Upvote:2
No, absolutely not at all
It is well-known that the Bible was not written down as a single chunk, intended from the start to be taken as infallible. The process by which those writings were declared to be Scripture took hundreds of years, and the addition of the last twelve verses of Mark certainly predate that. So at the point where the canon of scripture was defined, those twelve verses were in Mark.
Upvote:9
Short answer, no. Not at all.
It would count as plausible deniability to the straw-man definition of "the inspired and infallible word of God", but only to the false straw-man understanding.
The problem is that, almost no denomination believes that inspiration and infallibility are attributed to modern versions/translations of Scripture. Inspiration and infallibility are attributed only to the original manuscripts, as recorded by the original authors. We have always allowed for the possibility of copyist errors, mistakes, etc. This is explained in great detail here: From a Fundamentalist standpoint, what does the phrase "Inspired, infallible, inerrant Word of God" mean?

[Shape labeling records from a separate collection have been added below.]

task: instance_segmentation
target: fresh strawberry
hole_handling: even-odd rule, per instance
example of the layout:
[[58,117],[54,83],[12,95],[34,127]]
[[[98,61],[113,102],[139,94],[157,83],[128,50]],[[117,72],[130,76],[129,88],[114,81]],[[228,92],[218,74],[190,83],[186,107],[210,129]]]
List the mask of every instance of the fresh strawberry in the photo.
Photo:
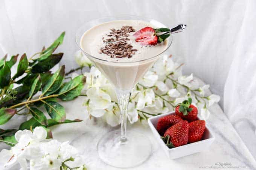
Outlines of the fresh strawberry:
[[168,129],[163,138],[167,146],[177,147],[187,143],[189,126],[187,121],[181,120]]
[[182,120],[181,118],[175,114],[163,117],[158,119],[157,130],[160,135],[163,136],[167,129]]
[[[136,32],[133,34],[136,38],[135,41],[140,42],[142,45],[154,45],[157,43],[161,43],[167,38],[170,34],[170,29],[166,28],[154,29],[151,27],[146,27]],[[158,35],[157,33],[166,32],[162,35]]]
[[192,102],[192,99],[189,98],[179,104],[175,108],[176,115],[190,122],[197,120],[197,108],[191,104]]
[[205,121],[198,120],[189,123],[189,143],[199,141],[202,139],[205,129]]

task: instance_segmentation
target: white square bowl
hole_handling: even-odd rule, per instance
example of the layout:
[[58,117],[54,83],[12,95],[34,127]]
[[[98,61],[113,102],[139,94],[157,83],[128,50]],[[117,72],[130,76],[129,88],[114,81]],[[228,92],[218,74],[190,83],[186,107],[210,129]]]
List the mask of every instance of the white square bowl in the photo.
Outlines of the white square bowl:
[[157,124],[159,119],[174,114],[175,114],[175,111],[152,117],[148,120],[149,127],[152,131],[153,134],[167,156],[173,159],[206,150],[215,139],[207,125],[206,125],[203,139],[200,141],[171,149],[169,149],[165,145],[156,129]]

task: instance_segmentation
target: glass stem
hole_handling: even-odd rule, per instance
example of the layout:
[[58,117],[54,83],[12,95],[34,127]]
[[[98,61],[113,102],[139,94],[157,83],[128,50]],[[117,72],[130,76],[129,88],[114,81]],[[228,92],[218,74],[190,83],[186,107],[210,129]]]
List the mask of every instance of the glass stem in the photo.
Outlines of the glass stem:
[[116,89],[118,100],[118,105],[121,112],[121,143],[125,144],[128,141],[126,135],[126,122],[127,116],[128,104],[131,96],[131,90],[122,90]]

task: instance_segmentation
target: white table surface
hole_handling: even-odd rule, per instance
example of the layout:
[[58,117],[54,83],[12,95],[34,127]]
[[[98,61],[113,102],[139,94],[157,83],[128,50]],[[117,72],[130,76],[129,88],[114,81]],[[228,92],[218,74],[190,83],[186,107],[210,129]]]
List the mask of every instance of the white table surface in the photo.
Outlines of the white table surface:
[[[83,100],[83,97],[81,96],[71,101],[60,102],[66,108],[67,119],[85,119],[86,116],[81,106]],[[153,146],[153,152],[148,160],[143,164],[126,169],[213,169],[209,168],[200,169],[200,167],[214,166],[215,164],[219,162],[228,162],[232,166],[246,167],[231,169],[256,169],[256,161],[219,106],[215,104],[210,111],[212,114],[207,123],[213,131],[215,141],[206,151],[174,160],[166,157],[149,127],[145,127],[139,123],[129,124],[128,129],[143,133],[149,137]],[[108,170],[120,168],[112,167],[102,162],[98,156],[96,146],[104,134],[119,128],[120,126],[111,127],[101,119],[93,118],[79,123],[55,126],[51,129],[54,138],[61,141],[69,141],[78,149],[84,156],[85,162],[90,168],[90,169]],[[0,144],[0,150],[9,148],[5,144]],[[0,167],[2,165],[0,165]],[[17,169],[19,169],[17,168]]]

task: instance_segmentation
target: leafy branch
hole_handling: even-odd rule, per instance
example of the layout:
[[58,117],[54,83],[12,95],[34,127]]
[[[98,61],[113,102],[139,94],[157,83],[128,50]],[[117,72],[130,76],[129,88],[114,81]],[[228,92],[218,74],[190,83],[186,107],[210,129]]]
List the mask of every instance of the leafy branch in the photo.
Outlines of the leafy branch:
[[[80,75],[66,81],[65,66],[61,66],[55,73],[50,71],[59,63],[63,56],[63,53],[53,53],[62,44],[65,34],[65,32],[62,33],[49,47],[44,47],[41,51],[36,53],[29,59],[26,54],[22,55],[16,73],[12,77],[11,68],[17,62],[18,55],[12,56],[9,60],[6,60],[7,55],[0,59],[0,125],[8,122],[15,114],[30,113],[33,119],[22,123],[19,129],[32,130],[36,126],[42,126],[48,132],[48,137],[52,137],[49,127],[80,121],[66,120],[65,109],[58,103],[58,99],[68,101],[79,96],[85,77]],[[79,69],[82,68],[79,67]],[[72,71],[66,74],[75,71]],[[19,86],[14,88],[14,84]],[[40,95],[36,95],[37,94]],[[42,105],[51,119],[47,119],[38,108]],[[19,113],[26,108],[28,113]],[[9,132],[9,130],[0,129],[0,142],[13,145],[15,143],[14,134],[7,134],[5,133],[7,131]]]

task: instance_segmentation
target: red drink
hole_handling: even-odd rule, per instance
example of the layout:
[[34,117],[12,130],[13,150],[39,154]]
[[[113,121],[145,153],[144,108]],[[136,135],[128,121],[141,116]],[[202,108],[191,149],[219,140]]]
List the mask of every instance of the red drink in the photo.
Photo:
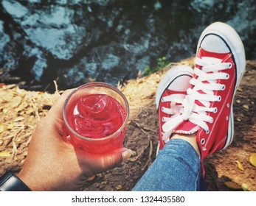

(That is from a Fundamentalist perspective, but most denominations and traditions agree that infallibility and inerrancy are only attributed to the original manuscripts.)
This does leave the question of "If the current versions could contain mistakes, how do we know that we can depend on them? How do we know they haven't changed over time so much that they can no longer be trusted?" That's also an answered question: What is "Manuscript Evidence" and how is it useful?